DB Best Practices: Contacts

While not 100% Rails related I had a quick question while designing my
app…

Whats the best practice for contacts and addresses. I would assume a
company has many addresses and contacts? How do some of you deal with
this?

In my case, I have many companies, each with different addresses (ship
to and bill to) as well as different contacts at these addresses.

Hi !

2007/1/8, Shai S. [email protected]:

While not 100% Rails related I had a quick question while designing my
app…

Whats the best practice for contacts and addresses. I would assume a
company has many addresses and contacts? How do some of you deal with
this?

In my case, I have many companies, each with different addresses (ship
to and bill to) as well as different contacts at these addresses.

Address should be a full-fledged model, with a polymorphic association
to Company and/or Contact and/or Invoice. If you want to reuse
addresses, you’ll need a join model between contacts et. al and
Address.

As you said, this is really data modelling, and not Rails. But great
discussion should ensue anyway !

Bye !

François Beausoleil
http://blog.teksol.info/
http://piston.rubyforge.org/

Maybe you shouldn’t be looking for best practice. It’s going to cost
you big.
You could, for example, stick to the sample data you have and put the 2
addresses directly in the company table. And then relate the contacts
to this table.
The problem here is if you get another branch of the same company.
You’ll have to rename both branch in “Megacorp Shanghai” and “Megacorp
NY” both entries being unrelated in your data model, and both
containing a billing address that may be the same…
It’s up to you, but take everything in consideration and go for the
simplest your-industry-specific time-and-money-saving-model you can.

Think about the way you are going to import and enter your existing
data, too.
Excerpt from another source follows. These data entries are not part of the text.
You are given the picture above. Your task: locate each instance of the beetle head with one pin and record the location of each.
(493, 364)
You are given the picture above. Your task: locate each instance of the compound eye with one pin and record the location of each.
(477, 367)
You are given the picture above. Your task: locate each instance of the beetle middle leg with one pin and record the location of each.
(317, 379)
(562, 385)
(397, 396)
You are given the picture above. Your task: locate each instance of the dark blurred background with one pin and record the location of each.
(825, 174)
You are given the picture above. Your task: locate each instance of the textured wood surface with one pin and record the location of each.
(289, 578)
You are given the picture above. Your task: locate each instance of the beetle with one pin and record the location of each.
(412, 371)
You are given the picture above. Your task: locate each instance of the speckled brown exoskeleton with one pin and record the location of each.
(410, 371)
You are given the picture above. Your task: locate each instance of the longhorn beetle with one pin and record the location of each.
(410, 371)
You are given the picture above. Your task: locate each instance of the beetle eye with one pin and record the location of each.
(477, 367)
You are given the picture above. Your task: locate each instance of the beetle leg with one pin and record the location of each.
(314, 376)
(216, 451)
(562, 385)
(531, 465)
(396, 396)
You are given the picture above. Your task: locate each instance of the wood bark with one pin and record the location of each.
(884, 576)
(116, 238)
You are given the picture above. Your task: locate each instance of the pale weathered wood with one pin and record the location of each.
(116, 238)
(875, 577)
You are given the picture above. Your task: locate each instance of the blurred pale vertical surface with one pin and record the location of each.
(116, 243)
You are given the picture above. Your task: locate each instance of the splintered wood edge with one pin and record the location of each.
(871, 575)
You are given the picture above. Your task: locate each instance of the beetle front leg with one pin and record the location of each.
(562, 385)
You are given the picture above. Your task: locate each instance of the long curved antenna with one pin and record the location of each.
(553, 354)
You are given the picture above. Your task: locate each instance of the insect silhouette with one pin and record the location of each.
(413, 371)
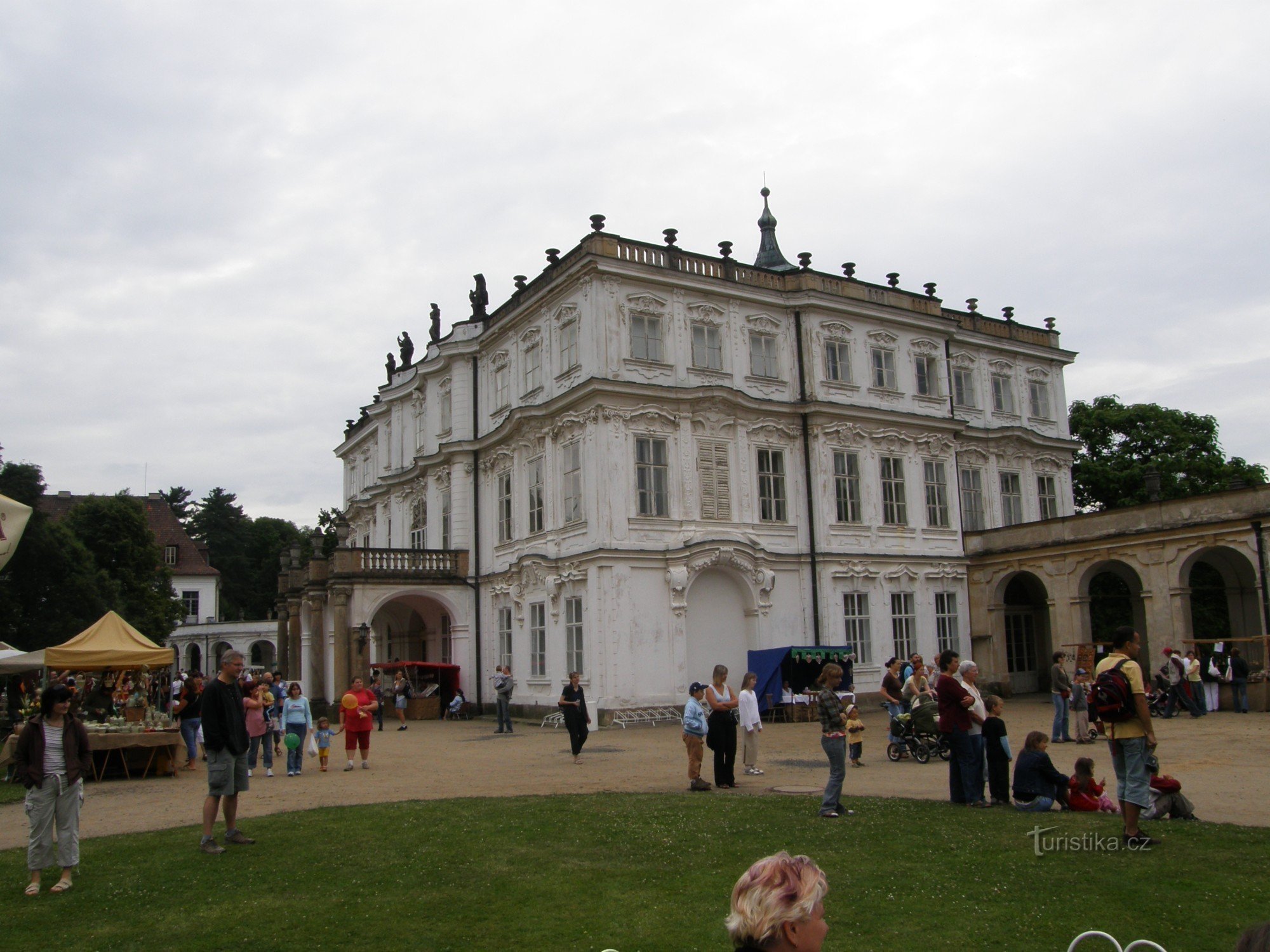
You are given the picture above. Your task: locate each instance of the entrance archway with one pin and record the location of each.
(1028, 642)
(718, 628)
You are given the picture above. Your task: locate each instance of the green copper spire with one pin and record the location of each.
(769, 252)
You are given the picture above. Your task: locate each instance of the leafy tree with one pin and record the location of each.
(1121, 444)
(225, 529)
(178, 499)
(51, 590)
(116, 531)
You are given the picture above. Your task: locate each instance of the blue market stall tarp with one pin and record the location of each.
(774, 664)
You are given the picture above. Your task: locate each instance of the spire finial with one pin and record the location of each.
(769, 252)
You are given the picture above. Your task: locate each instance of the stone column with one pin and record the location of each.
(341, 657)
(284, 656)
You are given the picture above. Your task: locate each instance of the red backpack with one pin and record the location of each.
(1112, 696)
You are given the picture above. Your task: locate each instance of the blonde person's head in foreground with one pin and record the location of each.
(778, 906)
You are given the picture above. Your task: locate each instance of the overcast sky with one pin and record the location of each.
(217, 218)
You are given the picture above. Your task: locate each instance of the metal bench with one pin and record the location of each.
(646, 715)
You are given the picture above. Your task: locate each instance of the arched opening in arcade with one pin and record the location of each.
(262, 656)
(1224, 602)
(1026, 609)
(721, 626)
(1114, 593)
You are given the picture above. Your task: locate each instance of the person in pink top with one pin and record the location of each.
(257, 728)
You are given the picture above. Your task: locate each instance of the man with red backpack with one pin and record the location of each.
(1120, 699)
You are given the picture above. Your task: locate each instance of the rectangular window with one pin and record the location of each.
(646, 338)
(846, 486)
(963, 388)
(772, 486)
(573, 653)
(1003, 394)
(572, 498)
(1038, 399)
(707, 347)
(946, 621)
(534, 477)
(937, 494)
(652, 477)
(885, 369)
(1047, 497)
(895, 510)
(533, 367)
(502, 388)
(855, 614)
(445, 519)
(504, 507)
(539, 640)
(928, 376)
(418, 524)
(505, 638)
(1012, 499)
(763, 356)
(838, 361)
(446, 413)
(904, 623)
(716, 479)
(972, 501)
(570, 347)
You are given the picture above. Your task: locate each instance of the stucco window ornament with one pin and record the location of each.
(946, 572)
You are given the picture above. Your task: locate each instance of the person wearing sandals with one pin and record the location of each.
(53, 760)
(834, 738)
(751, 724)
(722, 728)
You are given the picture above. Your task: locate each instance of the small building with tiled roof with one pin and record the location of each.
(195, 582)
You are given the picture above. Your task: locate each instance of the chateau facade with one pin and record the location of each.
(650, 461)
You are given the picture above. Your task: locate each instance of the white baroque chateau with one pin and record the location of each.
(650, 461)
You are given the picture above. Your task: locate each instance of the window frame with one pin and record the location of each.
(653, 501)
(846, 487)
(895, 499)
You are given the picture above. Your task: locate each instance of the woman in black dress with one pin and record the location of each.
(722, 728)
(573, 706)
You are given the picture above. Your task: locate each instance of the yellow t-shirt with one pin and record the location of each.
(1133, 728)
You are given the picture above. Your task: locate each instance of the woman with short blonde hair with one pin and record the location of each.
(778, 906)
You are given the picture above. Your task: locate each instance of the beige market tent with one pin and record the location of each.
(110, 643)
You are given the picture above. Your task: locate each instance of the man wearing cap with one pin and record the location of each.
(694, 734)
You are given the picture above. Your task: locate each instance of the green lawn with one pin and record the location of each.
(641, 873)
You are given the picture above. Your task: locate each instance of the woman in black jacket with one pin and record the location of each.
(1038, 785)
(53, 760)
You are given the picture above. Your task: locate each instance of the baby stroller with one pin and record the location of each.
(925, 708)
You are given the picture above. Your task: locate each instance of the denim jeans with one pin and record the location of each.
(262, 746)
(962, 769)
(835, 750)
(1240, 694)
(505, 715)
(190, 734)
(1038, 807)
(1060, 729)
(297, 758)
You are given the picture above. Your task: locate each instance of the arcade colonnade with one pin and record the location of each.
(1179, 572)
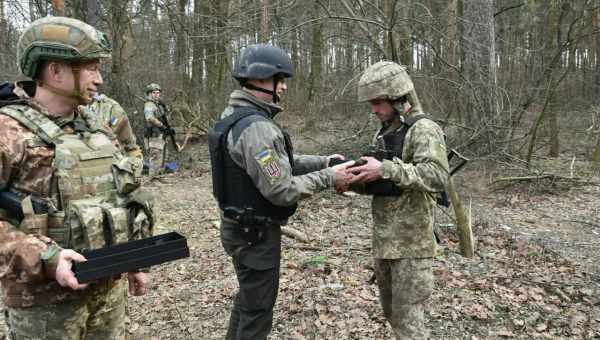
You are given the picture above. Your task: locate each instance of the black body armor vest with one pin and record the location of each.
(232, 187)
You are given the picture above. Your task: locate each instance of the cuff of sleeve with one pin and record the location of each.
(331, 176)
(386, 169)
(50, 259)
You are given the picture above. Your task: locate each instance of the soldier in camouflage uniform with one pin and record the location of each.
(113, 116)
(86, 197)
(156, 132)
(258, 181)
(412, 168)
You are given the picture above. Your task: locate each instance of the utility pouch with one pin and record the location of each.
(253, 234)
(116, 228)
(124, 176)
(33, 223)
(58, 230)
(87, 219)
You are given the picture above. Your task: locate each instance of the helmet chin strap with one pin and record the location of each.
(75, 94)
(260, 89)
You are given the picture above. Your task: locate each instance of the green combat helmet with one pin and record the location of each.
(59, 39)
(152, 87)
(387, 80)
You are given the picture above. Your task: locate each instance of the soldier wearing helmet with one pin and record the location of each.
(258, 182)
(156, 131)
(63, 182)
(410, 167)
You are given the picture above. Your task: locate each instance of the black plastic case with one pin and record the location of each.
(130, 256)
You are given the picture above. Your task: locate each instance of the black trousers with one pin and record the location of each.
(252, 313)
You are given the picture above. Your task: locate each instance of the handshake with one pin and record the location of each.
(167, 131)
(347, 172)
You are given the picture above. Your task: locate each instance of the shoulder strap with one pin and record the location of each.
(410, 121)
(239, 114)
(36, 122)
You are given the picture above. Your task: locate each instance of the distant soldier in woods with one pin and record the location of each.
(258, 182)
(113, 116)
(157, 128)
(64, 187)
(410, 169)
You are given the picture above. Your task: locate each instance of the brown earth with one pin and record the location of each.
(535, 273)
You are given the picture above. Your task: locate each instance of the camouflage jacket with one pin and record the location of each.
(113, 116)
(403, 225)
(27, 168)
(264, 140)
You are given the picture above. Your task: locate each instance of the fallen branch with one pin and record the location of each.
(535, 178)
(582, 222)
(295, 234)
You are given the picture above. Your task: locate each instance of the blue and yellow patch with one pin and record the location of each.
(267, 161)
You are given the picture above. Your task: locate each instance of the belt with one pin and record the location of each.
(248, 217)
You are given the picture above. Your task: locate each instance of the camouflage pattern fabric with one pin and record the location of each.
(113, 116)
(404, 286)
(59, 38)
(27, 165)
(156, 147)
(403, 225)
(100, 315)
(155, 143)
(261, 151)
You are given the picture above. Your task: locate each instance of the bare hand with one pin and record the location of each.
(335, 155)
(342, 176)
(138, 283)
(368, 172)
(64, 275)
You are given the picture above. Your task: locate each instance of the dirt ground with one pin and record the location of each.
(535, 273)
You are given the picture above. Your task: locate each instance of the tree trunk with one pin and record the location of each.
(596, 38)
(554, 37)
(181, 40)
(264, 21)
(479, 62)
(316, 58)
(198, 51)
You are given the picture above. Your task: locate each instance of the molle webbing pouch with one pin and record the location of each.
(124, 176)
(383, 187)
(217, 145)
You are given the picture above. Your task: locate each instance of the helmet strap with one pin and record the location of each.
(260, 89)
(75, 94)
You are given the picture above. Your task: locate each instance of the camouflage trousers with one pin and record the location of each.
(404, 286)
(156, 147)
(100, 315)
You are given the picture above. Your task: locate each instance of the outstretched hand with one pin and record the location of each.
(334, 156)
(64, 275)
(342, 176)
(367, 173)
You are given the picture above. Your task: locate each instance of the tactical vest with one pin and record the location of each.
(232, 187)
(389, 144)
(151, 130)
(89, 203)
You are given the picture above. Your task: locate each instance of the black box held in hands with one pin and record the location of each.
(130, 256)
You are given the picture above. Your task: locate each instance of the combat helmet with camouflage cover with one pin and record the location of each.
(388, 80)
(262, 61)
(59, 39)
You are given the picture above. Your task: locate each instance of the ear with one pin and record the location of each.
(55, 71)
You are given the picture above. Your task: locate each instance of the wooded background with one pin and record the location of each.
(502, 77)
It can be a real nightmare if you play it too “100%”.

Hi,

don’t have experience regarding this with Rails, but based on
experience with Siebel (a CRM package) you could go with something
like this (I don’t have much experience with Rails yet, so bear with
me):

You would have your three tables:
companies { |t|
t.column :bill_to_id
t.column :ship_to_id

more columns

}
contacts { |t|
t.column :company_id
t.column :business_addr_id

more columns

}
addresses { |t|
t.column :company_id

more columns

}

Each address would belong to a company and you wouldn’t want to delete
addresses (maybe just a deleted flag or a status field). So a company
could have maybe just one, maybe two, maybe 16 addresses (old
addresses, different office locations, …)
Only one of those addresses would be your bill to address and only one
would be the ship to address (in Siebel these are called something
like “Primary Ship To Address” and “Primary Bill To Address”). To
select them you could pick one of the company’s addresses from a drop
down list. You could select the same address for both resulting in
company.bill_to_id == company.ship_to_id or it could be different
addresses.
There would be joins company.bill_to_id -> address.id and
company.ship_to_id -> address.id and a 1:many relationship from
company.id -> address.company_id

Now, each contact would be associated with a company. When you select
the contacts address, you again pick one of the company’s addresses
from a drop down list. (You might even have the HQ address in
company.addr_id and use that as a default for the contact)
There would be a join from contact.business_addr_id -> address.id

Orders could be handled similarly. They would belong to a company and
the default bill to and ship to addresses would be the primary ones of
the company (company.bill_to_id and company.ship_to_id). But you could
change those and pick another address from a drop down list of company
addresses and populate order.bill_to_id and order.ship_to_id
accordingly.

Let me know if you’ve got questions about this.